Жестокий спрос - Страница 40
— Я вот уши тебе оборву! Ты зачем, паршивец, чужую лодку взял?
На берегу стоял дядя Гриша Забыкин и махал ему кулаком. Ленька совсем растерялся, заторопился, тяжелое, мокрое весло выскользнуло из рук, нырнуло и выплыло далеко от лодки. Теперь его не достанешь.
— А ну-ка сиди, а то сбулькаешь!
Дядя Гриша изловчился и длинной жердью подтянул лодку к берегу. Нужно было выходить, и Леньке стало совсем страшно. Надо же было появиться на берегу не кому-нибудь, а именно дяде Грише. Даже спина похолодела под горячей от солнца рубашкой. Он глянул на сердитое лицо дяди Гриши и увидел, как подрагивают ноздри широкого носа. Этого подрагивания Ленька боялся больше всего. С того мартовского дня, когда они шли с отцом с кладбища.

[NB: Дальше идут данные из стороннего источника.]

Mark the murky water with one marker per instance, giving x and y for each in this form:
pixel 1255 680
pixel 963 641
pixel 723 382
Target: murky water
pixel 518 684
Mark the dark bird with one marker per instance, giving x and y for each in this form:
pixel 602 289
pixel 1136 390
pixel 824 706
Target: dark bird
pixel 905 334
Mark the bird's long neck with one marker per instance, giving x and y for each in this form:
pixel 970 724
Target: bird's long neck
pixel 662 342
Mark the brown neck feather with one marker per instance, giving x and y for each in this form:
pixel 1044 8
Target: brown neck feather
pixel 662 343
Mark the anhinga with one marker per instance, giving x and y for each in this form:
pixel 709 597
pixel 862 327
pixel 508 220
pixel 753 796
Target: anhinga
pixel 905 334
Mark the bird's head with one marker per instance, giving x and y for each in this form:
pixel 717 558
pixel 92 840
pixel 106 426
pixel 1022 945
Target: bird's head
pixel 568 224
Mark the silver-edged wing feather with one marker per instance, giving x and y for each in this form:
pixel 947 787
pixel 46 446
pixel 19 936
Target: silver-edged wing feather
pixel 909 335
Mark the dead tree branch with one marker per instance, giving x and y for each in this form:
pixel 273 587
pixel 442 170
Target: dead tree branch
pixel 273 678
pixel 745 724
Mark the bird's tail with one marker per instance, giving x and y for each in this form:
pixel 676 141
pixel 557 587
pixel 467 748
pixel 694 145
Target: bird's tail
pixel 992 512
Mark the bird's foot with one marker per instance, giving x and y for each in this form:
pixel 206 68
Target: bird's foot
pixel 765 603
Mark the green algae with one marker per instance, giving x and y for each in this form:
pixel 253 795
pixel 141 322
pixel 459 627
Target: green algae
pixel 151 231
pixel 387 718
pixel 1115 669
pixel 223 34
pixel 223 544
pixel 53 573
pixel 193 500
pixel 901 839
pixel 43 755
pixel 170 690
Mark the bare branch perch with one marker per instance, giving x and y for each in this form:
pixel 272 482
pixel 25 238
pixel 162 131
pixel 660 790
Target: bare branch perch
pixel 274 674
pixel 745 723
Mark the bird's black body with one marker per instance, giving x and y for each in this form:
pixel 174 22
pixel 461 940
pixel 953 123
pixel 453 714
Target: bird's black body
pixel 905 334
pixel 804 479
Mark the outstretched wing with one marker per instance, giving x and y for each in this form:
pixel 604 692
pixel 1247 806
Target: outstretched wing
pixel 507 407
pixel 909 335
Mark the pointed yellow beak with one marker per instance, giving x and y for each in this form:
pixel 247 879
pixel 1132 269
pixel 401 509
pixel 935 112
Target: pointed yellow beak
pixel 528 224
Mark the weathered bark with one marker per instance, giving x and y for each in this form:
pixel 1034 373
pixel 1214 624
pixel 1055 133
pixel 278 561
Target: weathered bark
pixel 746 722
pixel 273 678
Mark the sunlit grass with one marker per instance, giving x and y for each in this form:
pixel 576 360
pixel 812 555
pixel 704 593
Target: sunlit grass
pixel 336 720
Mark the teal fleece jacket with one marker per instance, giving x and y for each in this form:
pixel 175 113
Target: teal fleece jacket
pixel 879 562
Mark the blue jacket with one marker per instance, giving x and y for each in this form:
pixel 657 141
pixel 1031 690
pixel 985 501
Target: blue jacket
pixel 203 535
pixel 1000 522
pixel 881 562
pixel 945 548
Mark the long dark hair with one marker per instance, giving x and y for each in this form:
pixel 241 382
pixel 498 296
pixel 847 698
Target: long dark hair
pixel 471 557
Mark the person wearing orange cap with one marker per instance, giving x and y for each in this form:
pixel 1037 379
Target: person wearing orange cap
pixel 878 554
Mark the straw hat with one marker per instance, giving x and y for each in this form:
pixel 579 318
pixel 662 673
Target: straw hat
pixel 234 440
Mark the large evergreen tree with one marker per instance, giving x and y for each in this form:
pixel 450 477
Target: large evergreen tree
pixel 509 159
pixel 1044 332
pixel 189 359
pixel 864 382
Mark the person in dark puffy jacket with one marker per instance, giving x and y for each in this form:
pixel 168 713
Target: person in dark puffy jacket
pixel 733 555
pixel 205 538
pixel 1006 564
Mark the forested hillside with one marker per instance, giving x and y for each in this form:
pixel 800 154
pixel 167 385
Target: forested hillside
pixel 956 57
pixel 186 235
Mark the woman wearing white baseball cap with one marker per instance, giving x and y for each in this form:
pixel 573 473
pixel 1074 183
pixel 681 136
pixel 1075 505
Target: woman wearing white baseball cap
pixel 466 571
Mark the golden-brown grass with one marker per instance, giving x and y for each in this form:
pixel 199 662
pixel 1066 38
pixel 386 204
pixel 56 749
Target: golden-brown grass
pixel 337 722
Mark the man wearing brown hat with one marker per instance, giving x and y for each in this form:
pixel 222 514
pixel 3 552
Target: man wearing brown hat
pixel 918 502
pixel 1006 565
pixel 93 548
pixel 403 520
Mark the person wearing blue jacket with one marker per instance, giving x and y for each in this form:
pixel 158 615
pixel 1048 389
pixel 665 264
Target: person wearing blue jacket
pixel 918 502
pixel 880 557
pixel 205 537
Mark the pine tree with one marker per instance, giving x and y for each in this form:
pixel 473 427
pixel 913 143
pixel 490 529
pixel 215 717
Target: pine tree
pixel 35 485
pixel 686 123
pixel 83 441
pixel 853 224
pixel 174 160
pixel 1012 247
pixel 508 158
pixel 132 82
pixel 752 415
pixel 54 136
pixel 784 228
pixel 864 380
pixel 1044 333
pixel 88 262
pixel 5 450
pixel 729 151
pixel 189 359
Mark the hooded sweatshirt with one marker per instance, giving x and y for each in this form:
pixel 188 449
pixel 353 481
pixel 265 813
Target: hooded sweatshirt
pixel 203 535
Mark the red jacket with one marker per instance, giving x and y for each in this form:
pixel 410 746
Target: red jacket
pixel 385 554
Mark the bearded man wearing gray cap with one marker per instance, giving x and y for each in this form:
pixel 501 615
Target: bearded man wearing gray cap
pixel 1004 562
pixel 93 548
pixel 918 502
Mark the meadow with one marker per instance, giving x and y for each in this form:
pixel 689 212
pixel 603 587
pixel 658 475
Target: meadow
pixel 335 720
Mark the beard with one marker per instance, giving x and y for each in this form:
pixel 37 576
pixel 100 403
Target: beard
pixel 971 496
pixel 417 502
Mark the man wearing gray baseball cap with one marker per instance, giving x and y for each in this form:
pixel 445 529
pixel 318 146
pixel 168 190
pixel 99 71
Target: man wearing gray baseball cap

Поначалу, после смерти матери, отец каждое воскресенье водил его на могилу, подолгу сидел у железной, еще не покрашенной оградки и вздыхал. А Ленька скучал и топтался рядом. Он не верил отцу и тетке Матрене, что матери никогда не будет. Будет, думал он, вот только пройдет немного времени, и она появится в избе, веселая, вечно хлопочущая. Такая, какой он ее помнит. Поэтому не мог понять Ленька, почему так тяжело вздыхает отец и вытирает слезы.
И вот шли они, а навстречу им из своей ограды выбежал дядя Гриша. Шлепал сапогами по талому снегу, а следом торопилась, задыхаясь, его толстая жена тетка Марья.
— Григорий, не дури! Григорий!
— А, идешь! — закричал дядя Гриша и схватил отца за грудки. — Проведал, да? Плачешь? Плачь, вой, так тебе и надо. Подавился чужим-то, ворованным!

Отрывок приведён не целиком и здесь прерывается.